If $\Phi:V\to W$ and $\Psi:W\to U$ are linear with matrices $A$ and $B$ respectively, then $\Psi\circ\Phi$ has matrix $BA$ (note the order). This is why matrix multiplication exists: it is composition of linear maps in coordinates.
A linear subspace must contain the origin. An affine subspace doesn't:
$$L = \mathbf{x}_0 + U = \{\mathbf{x}_0 + \mathbf{u} : \mathbf{u} \in U\}$$
where $U$ is a linear subspace and $\mathbf{x}_0$ is a fixed offset. Lines, planes, hyperplanes in general position are all affine.
$\boldsymbol\phi(\mathbf{x}) = A\mathbf{x} + \mathbf{c}$. Equivalently, a linear map followed by translation. The set of affine maps is what ML actually uses: every nn.Linear in PyTorch has a bias term.

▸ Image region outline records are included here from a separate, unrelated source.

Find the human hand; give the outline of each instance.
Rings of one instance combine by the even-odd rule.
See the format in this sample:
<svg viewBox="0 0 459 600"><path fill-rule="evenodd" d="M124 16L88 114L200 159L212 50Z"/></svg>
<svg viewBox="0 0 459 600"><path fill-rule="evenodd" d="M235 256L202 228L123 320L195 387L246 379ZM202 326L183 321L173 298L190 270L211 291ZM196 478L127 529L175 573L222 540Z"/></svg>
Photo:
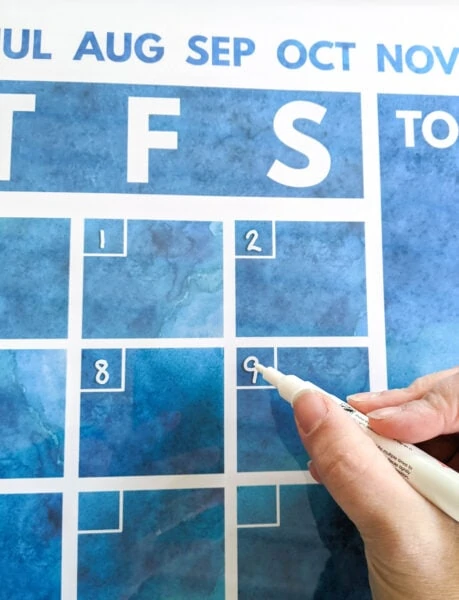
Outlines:
<svg viewBox="0 0 459 600"><path fill-rule="evenodd" d="M378 433L422 442L424 450L458 470L458 368L348 401L368 415ZM362 535L374 600L459 599L459 523L419 495L332 400L305 392L294 412L312 459L311 475Z"/></svg>

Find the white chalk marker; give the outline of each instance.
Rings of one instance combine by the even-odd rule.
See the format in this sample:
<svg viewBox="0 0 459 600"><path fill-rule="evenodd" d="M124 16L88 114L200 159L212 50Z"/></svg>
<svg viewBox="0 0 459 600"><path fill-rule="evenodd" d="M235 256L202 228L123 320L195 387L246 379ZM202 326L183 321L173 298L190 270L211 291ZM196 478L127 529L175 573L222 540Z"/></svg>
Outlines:
<svg viewBox="0 0 459 600"><path fill-rule="evenodd" d="M459 521L459 473L412 444L379 435L370 428L366 415L310 381L304 381L296 375L284 375L274 367L264 367L260 363L255 368L292 406L298 396L308 390L321 392L339 404L365 430L388 461L415 490L455 521Z"/></svg>

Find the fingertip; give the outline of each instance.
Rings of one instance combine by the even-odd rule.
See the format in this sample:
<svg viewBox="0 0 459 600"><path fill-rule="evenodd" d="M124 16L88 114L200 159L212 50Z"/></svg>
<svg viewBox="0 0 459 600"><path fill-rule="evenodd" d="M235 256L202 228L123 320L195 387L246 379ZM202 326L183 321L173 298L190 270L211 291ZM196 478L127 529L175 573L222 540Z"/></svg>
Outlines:
<svg viewBox="0 0 459 600"><path fill-rule="evenodd" d="M311 477L314 479L314 481L316 481L317 483L322 483L322 480L320 479L320 475L316 469L315 464L312 462L312 460L310 460L308 462L308 470L309 470Z"/></svg>
<svg viewBox="0 0 459 600"><path fill-rule="evenodd" d="M295 420L300 432L308 436L326 419L330 410L328 398L321 393L307 391L293 402Z"/></svg>

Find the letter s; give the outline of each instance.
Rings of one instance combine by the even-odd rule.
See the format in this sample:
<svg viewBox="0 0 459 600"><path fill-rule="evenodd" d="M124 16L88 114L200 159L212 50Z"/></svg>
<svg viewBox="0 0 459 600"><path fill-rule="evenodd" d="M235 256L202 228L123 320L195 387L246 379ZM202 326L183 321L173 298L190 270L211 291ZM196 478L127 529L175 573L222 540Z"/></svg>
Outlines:
<svg viewBox="0 0 459 600"><path fill-rule="evenodd" d="M321 183L329 174L331 156L327 148L294 127L296 119L308 119L320 125L327 109L307 100L296 100L284 104L276 113L273 129L276 136L289 148L300 152L308 159L306 167L289 167L275 160L267 176L288 187L310 187Z"/></svg>

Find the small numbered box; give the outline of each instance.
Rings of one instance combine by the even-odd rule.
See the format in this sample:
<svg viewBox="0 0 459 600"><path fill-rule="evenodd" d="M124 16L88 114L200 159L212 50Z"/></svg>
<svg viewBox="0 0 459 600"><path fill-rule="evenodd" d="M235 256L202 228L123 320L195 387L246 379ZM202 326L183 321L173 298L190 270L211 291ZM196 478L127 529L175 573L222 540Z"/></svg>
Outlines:
<svg viewBox="0 0 459 600"><path fill-rule="evenodd" d="M238 348L237 349L237 386L271 387L256 369L257 364L274 366L274 348Z"/></svg>
<svg viewBox="0 0 459 600"><path fill-rule="evenodd" d="M236 221L236 256L269 258L274 254L272 221Z"/></svg>
<svg viewBox="0 0 459 600"><path fill-rule="evenodd" d="M122 390L123 351L85 349L81 353L81 389L83 391Z"/></svg>
<svg viewBox="0 0 459 600"><path fill-rule="evenodd" d="M126 226L122 219L86 219L84 252L95 255L120 255L126 252Z"/></svg>

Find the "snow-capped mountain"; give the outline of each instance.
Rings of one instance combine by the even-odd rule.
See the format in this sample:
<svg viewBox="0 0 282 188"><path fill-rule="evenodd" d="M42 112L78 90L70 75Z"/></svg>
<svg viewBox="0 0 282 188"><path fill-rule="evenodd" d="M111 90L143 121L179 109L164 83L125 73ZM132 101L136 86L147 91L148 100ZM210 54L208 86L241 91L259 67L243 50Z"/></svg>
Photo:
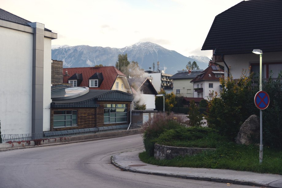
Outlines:
<svg viewBox="0 0 282 188"><path fill-rule="evenodd" d="M207 56L190 56L189 57L197 60L198 61L208 64L208 62L210 61L210 58Z"/></svg>
<svg viewBox="0 0 282 188"><path fill-rule="evenodd" d="M137 61L140 68L145 70L151 67L151 70L153 70L154 62L156 71L157 62L159 61L160 69L166 70L166 73L172 74L185 69L189 61L196 61L200 69L203 69L206 68L208 62L184 56L149 42L139 42L122 48L56 45L52 46L52 58L63 61L65 68L93 66L100 64L115 66L119 54L125 53L127 54L129 61Z"/></svg>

An affine hyperplane in $\mathbb{R}^D$ is $\{\mathbf{x} : \mathbf{w}^\top\mathbf{x}=b\}$, defined by a normal $\mathbf{w}\ne\mathbf{0}$ and an offset $b\in\mathbb{R}$. The SVM in deck 12 is built around finding the affine hyperplane with the largest margin.

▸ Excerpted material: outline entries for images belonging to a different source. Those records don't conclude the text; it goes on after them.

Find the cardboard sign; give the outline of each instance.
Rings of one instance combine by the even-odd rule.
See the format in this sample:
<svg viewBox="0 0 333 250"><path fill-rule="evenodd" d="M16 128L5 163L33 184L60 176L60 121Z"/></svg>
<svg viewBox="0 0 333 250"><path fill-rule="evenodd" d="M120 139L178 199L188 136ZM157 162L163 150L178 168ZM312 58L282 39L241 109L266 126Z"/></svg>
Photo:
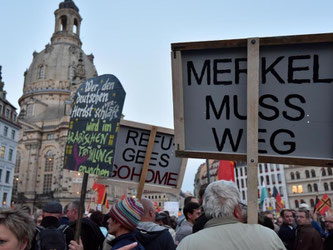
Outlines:
<svg viewBox="0 0 333 250"><path fill-rule="evenodd" d="M111 176L125 91L114 75L91 78L74 97L64 168Z"/></svg>
<svg viewBox="0 0 333 250"><path fill-rule="evenodd" d="M177 155L245 160L246 41L172 45ZM332 45L333 34L260 39L260 162L333 163Z"/></svg>
<svg viewBox="0 0 333 250"><path fill-rule="evenodd" d="M111 178L99 179L98 182L126 183L127 186L137 187L151 128L151 125L121 120ZM180 189L187 160L176 158L174 150L173 130L157 127L145 189Z"/></svg>

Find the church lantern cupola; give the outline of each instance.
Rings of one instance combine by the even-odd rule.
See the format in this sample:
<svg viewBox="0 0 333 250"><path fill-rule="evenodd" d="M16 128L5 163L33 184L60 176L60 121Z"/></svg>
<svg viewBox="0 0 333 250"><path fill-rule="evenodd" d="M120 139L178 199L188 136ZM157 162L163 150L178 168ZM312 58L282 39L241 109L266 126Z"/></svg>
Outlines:
<svg viewBox="0 0 333 250"><path fill-rule="evenodd" d="M79 8L72 0L65 0L59 4L59 9L54 12L55 29L51 43L71 43L81 47L80 27L82 18Z"/></svg>

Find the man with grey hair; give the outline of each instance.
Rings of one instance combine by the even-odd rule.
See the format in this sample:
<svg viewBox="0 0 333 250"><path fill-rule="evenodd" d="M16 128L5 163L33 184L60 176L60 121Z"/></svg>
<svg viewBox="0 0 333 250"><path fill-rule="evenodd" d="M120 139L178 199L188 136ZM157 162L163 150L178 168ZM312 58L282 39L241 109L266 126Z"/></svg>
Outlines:
<svg viewBox="0 0 333 250"><path fill-rule="evenodd" d="M239 191L232 181L209 184L203 207L212 219L203 230L182 240L177 249L285 249L273 230L242 223Z"/></svg>

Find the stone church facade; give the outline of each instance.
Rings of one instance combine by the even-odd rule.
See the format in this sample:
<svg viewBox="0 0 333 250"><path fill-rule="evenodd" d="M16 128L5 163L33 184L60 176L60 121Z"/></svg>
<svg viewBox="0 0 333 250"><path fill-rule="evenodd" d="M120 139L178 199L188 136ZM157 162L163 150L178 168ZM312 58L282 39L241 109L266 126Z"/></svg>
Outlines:
<svg viewBox="0 0 333 250"><path fill-rule="evenodd" d="M14 202L41 207L50 199L79 199L82 174L63 170L72 97L80 83L97 76L93 55L81 49L82 18L72 0L59 4L51 43L24 73L18 121Z"/></svg>

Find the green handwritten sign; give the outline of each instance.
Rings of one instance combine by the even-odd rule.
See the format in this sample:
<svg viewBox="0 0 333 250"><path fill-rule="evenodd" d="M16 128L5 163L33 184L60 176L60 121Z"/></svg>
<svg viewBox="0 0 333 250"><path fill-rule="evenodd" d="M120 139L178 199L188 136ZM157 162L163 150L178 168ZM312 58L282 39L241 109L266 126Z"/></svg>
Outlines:
<svg viewBox="0 0 333 250"><path fill-rule="evenodd" d="M74 97L64 168L109 177L125 91L114 75L91 78Z"/></svg>

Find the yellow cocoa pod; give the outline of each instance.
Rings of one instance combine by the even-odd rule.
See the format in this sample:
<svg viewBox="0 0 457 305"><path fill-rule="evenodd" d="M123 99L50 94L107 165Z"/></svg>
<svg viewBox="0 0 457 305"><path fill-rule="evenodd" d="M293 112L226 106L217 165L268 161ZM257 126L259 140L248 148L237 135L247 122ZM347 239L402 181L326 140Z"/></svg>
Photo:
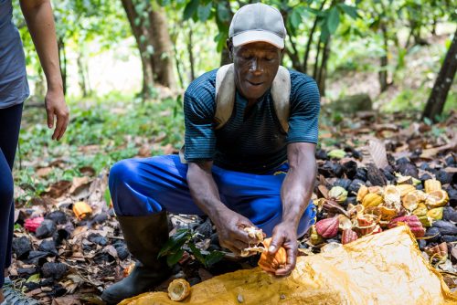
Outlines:
<svg viewBox="0 0 457 305"><path fill-rule="evenodd" d="M380 195L369 193L362 200L362 205L365 207L377 206L382 203L383 199Z"/></svg>
<svg viewBox="0 0 457 305"><path fill-rule="evenodd" d="M190 285L184 279L174 279L168 285L168 297L171 300L183 300L190 294Z"/></svg>
<svg viewBox="0 0 457 305"><path fill-rule="evenodd" d="M399 184L396 185L395 187L397 187L397 189L400 192L401 197L403 197L408 193L416 191L416 188L411 184Z"/></svg>
<svg viewBox="0 0 457 305"><path fill-rule="evenodd" d="M357 192L357 203L361 203L367 194L368 194L368 188L365 185L361 185Z"/></svg>
<svg viewBox="0 0 457 305"><path fill-rule="evenodd" d="M441 190L441 183L436 179L429 179L424 183L425 193L430 194L433 191Z"/></svg>
<svg viewBox="0 0 457 305"><path fill-rule="evenodd" d="M409 211L414 211L420 204L418 195L414 192L405 195L401 199L401 202L403 204L403 207Z"/></svg>
<svg viewBox="0 0 457 305"><path fill-rule="evenodd" d="M431 210L429 210L427 212L427 216L430 217L433 220L441 220L442 219L442 211L444 210L444 207L435 207L432 208Z"/></svg>
<svg viewBox="0 0 457 305"><path fill-rule="evenodd" d="M78 219L81 220L92 214L92 208L85 202L78 201L73 204L73 213Z"/></svg>
<svg viewBox="0 0 457 305"><path fill-rule="evenodd" d="M427 205L425 205L424 204L419 204L418 207L414 211L412 211L412 214L414 214L418 217L421 217L426 216L428 211L429 209L427 208Z"/></svg>
<svg viewBox="0 0 457 305"><path fill-rule="evenodd" d="M444 206L449 201L448 193L444 190L436 190L429 193L425 204L429 208Z"/></svg>

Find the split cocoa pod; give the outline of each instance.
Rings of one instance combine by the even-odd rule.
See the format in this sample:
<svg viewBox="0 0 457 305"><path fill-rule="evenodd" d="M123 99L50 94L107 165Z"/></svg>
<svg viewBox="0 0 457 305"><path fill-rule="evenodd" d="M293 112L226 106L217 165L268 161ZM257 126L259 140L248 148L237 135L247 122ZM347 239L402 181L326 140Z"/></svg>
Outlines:
<svg viewBox="0 0 457 305"><path fill-rule="evenodd" d="M275 273L276 270L281 269L286 266L287 263L287 252L285 248L280 247L276 253L271 254L268 251L270 245L271 243L271 238L265 238L262 241L265 247L265 251L262 252L260 259L259 259L259 267L264 271Z"/></svg>
<svg viewBox="0 0 457 305"><path fill-rule="evenodd" d="M184 279L174 279L168 285L168 297L171 300L183 300L190 294L190 284Z"/></svg>

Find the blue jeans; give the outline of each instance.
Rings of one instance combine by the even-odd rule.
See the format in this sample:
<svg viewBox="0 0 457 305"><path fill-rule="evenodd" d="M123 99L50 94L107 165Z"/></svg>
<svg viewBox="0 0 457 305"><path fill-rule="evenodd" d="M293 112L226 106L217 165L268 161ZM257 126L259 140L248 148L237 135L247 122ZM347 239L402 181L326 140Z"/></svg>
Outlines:
<svg viewBox="0 0 457 305"><path fill-rule="evenodd" d="M271 174L252 174L212 168L221 201L248 217L267 234L282 218L281 186L289 166ZM175 214L204 215L193 202L186 181L187 164L177 155L127 159L110 172L110 192L119 216L146 216L166 210ZM303 236L315 223L315 206L310 202L297 234Z"/></svg>
<svg viewBox="0 0 457 305"><path fill-rule="evenodd" d="M3 271L11 265L11 242L15 222L13 163L21 126L23 104L0 109L0 288Z"/></svg>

The book is honest that almost everything ML calls "linear" is in fact affine. We continue this small abuse — it never causes confusion in practice as long as you remember to absorb the bias by appending a 1 to $\mathbf{x}$.

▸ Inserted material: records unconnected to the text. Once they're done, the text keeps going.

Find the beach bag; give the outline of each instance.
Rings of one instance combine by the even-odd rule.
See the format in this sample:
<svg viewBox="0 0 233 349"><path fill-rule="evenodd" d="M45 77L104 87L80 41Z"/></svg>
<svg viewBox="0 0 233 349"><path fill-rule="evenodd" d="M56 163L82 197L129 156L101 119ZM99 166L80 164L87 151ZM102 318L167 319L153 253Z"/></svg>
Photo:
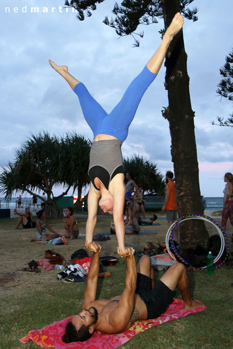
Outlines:
<svg viewBox="0 0 233 349"><path fill-rule="evenodd" d="M165 252L165 250L164 251ZM172 254L174 259L167 253L163 254L157 254L150 257L151 262L151 266L154 269L160 270L164 269L167 269L173 264L178 263L176 260L176 257Z"/></svg>
<svg viewBox="0 0 233 349"><path fill-rule="evenodd" d="M156 241L155 245L152 242L147 242L147 244L144 246L143 253L144 254L149 255L149 257L151 257L155 254L159 254L162 252L163 252L162 247L159 241Z"/></svg>
<svg viewBox="0 0 233 349"><path fill-rule="evenodd" d="M54 265L55 264L60 264L61 265L63 263L63 261L65 261L65 264L67 262L63 256L51 250L46 250L45 251L45 258L49 259L50 262Z"/></svg>

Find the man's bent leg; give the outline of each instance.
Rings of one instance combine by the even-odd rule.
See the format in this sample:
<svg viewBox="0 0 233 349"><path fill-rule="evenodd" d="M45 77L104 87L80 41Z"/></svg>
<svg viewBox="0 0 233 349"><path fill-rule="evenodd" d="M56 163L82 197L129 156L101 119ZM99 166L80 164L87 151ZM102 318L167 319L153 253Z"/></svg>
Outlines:
<svg viewBox="0 0 233 349"><path fill-rule="evenodd" d="M152 288L154 286L154 270L151 267L150 258L149 256L144 254L141 257L137 264L137 272L150 277L152 280Z"/></svg>
<svg viewBox="0 0 233 349"><path fill-rule="evenodd" d="M182 296L184 309L193 309L199 306L204 306L202 303L199 303L191 298L189 280L183 264L174 264L163 275L160 280L172 291L177 287Z"/></svg>

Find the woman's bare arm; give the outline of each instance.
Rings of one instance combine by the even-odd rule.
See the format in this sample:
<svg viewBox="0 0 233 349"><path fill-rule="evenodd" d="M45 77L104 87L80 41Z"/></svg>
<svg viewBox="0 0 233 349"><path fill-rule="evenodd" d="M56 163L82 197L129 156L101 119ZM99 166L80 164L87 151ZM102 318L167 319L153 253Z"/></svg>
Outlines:
<svg viewBox="0 0 233 349"><path fill-rule="evenodd" d="M98 202L100 197L100 192L96 192L97 190L94 188L92 183L88 193L87 199L87 206L88 209L88 216L86 223L86 241L85 246L88 251L96 252L94 245L90 242L92 242L94 231L96 225L97 220L97 210L98 209Z"/></svg>

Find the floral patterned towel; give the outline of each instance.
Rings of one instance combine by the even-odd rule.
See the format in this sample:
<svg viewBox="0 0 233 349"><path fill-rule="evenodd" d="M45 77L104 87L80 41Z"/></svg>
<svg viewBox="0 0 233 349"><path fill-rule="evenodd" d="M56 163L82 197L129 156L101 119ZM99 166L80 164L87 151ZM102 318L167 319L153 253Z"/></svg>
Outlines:
<svg viewBox="0 0 233 349"><path fill-rule="evenodd" d="M65 333L66 326L72 317L60 321L55 321L52 325L46 326L42 330L33 330L28 335L19 340L23 343L33 340L41 348L50 349L114 349L124 344L135 334L156 325L161 325L163 322L175 320L190 314L199 313L206 309L205 306L199 307L194 310L186 310L183 309L183 306L182 301L174 299L166 313L159 317L152 320L137 321L128 331L119 334L105 334L96 331L85 342L65 343L62 341L62 337Z"/></svg>

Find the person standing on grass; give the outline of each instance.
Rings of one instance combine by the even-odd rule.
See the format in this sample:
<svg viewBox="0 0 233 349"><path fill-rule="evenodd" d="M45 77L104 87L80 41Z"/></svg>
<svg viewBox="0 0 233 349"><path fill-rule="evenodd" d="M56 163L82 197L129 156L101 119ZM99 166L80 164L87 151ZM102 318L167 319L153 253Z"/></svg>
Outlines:
<svg viewBox="0 0 233 349"><path fill-rule="evenodd" d="M233 197L231 196L233 194L233 174L231 172L227 172L225 174L224 179L226 184L223 190L224 196L222 213L222 227L226 231L228 218L233 226Z"/></svg>
<svg viewBox="0 0 233 349"><path fill-rule="evenodd" d="M121 257L127 253L125 247L125 226L122 216L126 190L121 145L128 136L129 127L141 98L158 73L169 45L183 24L182 16L180 13L176 14L163 36L159 47L129 85L122 99L110 114L91 95L84 85L69 74L66 65L57 65L49 60L51 66L67 81L78 95L85 119L93 132L94 142L90 153L88 170L91 186L88 198L88 216L85 242L89 251L95 251L95 245L92 242L99 204L104 213L113 214L118 246L117 253ZM87 73L92 74L91 67Z"/></svg>
<svg viewBox="0 0 233 349"><path fill-rule="evenodd" d="M176 199L176 184L172 180L174 174L171 171L167 171L166 174L166 183L165 186L165 199L162 207L163 212L166 211L166 219L168 227L177 219L177 205ZM175 230L174 240L178 239L178 230L177 227Z"/></svg>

| Concept | Used by | Where |
|---|---|---|
| Matrix-vector $A\mathbf{x}$ | Every algorithm | Defines features → activations |
| Column space | Linear regression (ch. 9) | Least-squares prediction = projection onto $\mathrm{Col}(\Phi)$ |
| Null space | Ridge regression (ch. 9) | Regularisation picks a unique solution out of the affine solution set |
| Rank | PCA (ch. 10) | The optimal rank-$k$ approximation has rank exactly $k$ |
| Linear map | Feature map (ch. 8, 9, 12) | $\boldsymbol\phi(\mathbf{x})$ before the model is a linear (or kernelised linear) map |
| Hyperplane | SVM (ch. 12) | The decision boundary is an affine hyperplane $\mathbf{w}^\top\mathbf{x}=b$ |
Every later deck quietly assumes the contents of this one. If you find yourself stuck on a step in deck 09, the answer is almost always: "what does this look like in the row / column / null-space picture?"
| Object | Definition | One-line use |
|---|---|---|
| $A\in\mathbb{R}^{m\times n}$ | Rectangular array of numbers | Stores any linear map between coordinate spaces |
| $\mathrm{rank}(A)$ | Number of pivots in RREF | Dimension of the column space |
| $\mathrm{Nul}(A)$ | $\{\mathbf{x}:A\mathbf{x}=\mathbf{0}\}$ | Direction(s) the system is blind to |
| Basis | Linearly independent spanning set | Gives every vector coordinates |
| Dimension | Size of any basis | Counts how many degrees of freedom the space has |
| Linear map $\Phi$ | $\Phi(\alpha\mathbf{u}+\beta\mathbf{v}) = \alpha\Phi\mathbf{u}+\beta\Phi\mathbf{v}$ | The right notion of "homomorphism" for vector spaces |
| Matrix of $\Phi$ | Coordinates of $\Phi(\mathbf{b}_j)$ in $\mathcal{C}$ | Lets you apply $\Phi$ by matrix multiplication |
| Composition | $\Psi\circ\Phi \leftrightarrow BA$ | Stacking layers is matrix product |
| Affine subspace | $\mathbf{x}_0+U$ | Solution set of a consistent under-determined system |
Deck 03 puts a geometry on the vector space — inner products, lengths, angles, projections. From there every "shortest distance" question (closest point on a line, closest line through a cloud of points, closest separating hyperplane) has the same answer: orthogonal projection.